Most shopping malls, department stores, and supermarkets are open from 10:00 a.m. to 8:00 p.m., with hours extending until 10:00 p.m. on Saturdays, Sundays and holidays.

They usually stay open until 11pm during peak Christmas season. You can also watch out for the Midnight Sales, when they stay open until, well, midnight.

Thanks to the Philippines’ fast growing Business Process Outsourcing (BPO) industry, more and more establishments in major cities have 24/7 service. Apart from convenience stores, fast-food outlets like McDonald’s and Jollibee can serve up your burger while your body clock’s still adjusting.
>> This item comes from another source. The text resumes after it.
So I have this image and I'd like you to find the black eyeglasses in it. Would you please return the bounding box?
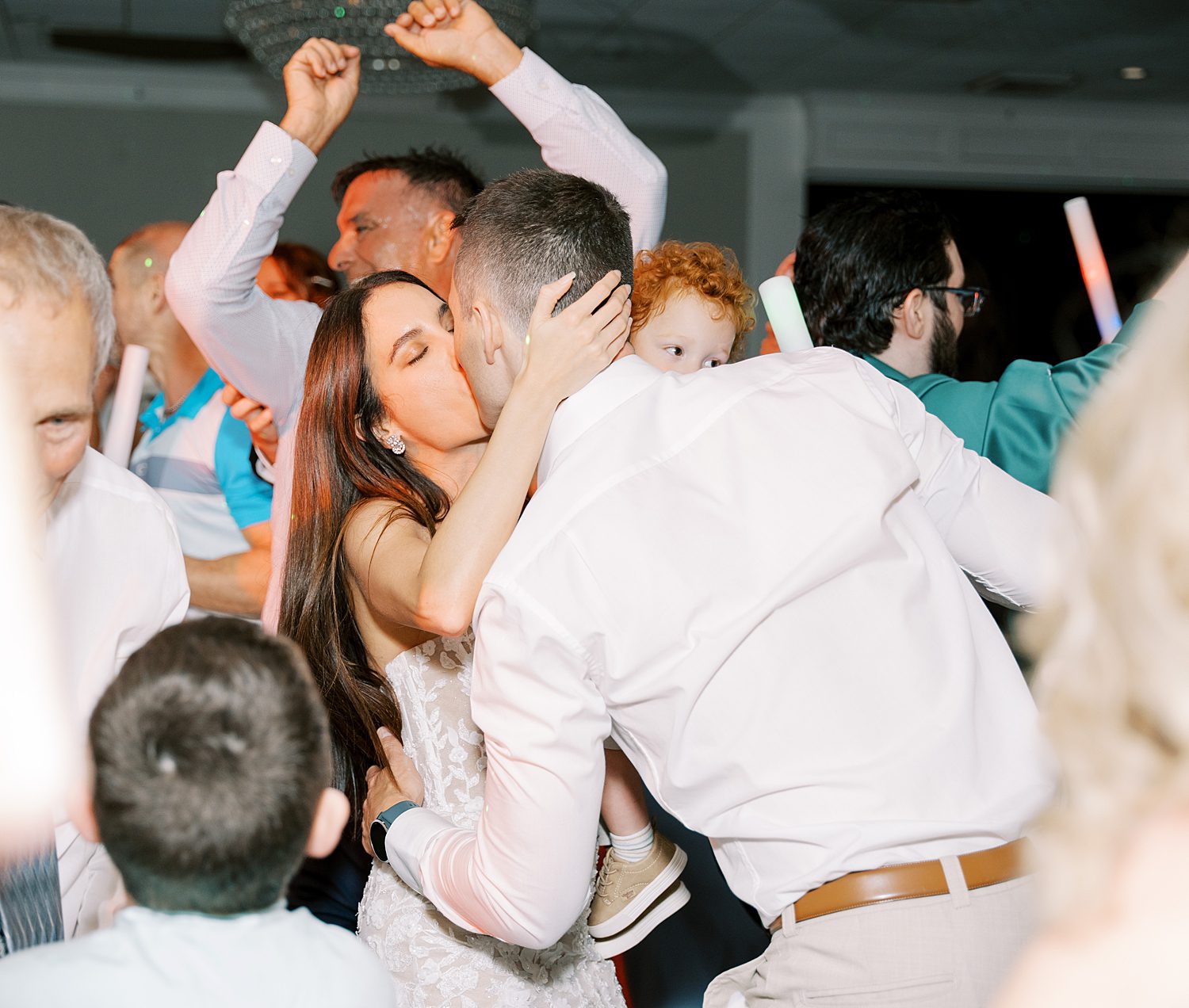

Visa, Diners Club, Mastercard, American Express & JBC and other credit and debit cards are widely accepted at major stores, restaurants, and hotels.

Foreign exchange regulations
It is illegal for any incoming or outgoing passenger to bring in or take out Philippine Pesos in excess of P10,000.00 without prior authority from the Bangko Sentral ng Pilipinas.
Any violation of this rule may lead to the money’s seizure and civil penalties and/or criminal prosecution. (BSP Circular 98-1995)

The transportation of foreign currency or monetary instruments is legal. However, the carrying of foreign currency in excess of US$10,000.00 or its equivalent in other foreign currencies must be declared to a Customs Officer or the Bangko Sentral ng Pilipinas.
Violation of this rule may lead to seizure and sanctions, fines and / or penalties.

For more information about Bureau of Customs Passengers Guidelines, visit

Exchange rate
The Philippines has been experiencing a lift in its credit rating & general economic health. The Peso is currently stabilizing.
You can have your currency exchanged at most hotels, malls, banks and money exchange facilities.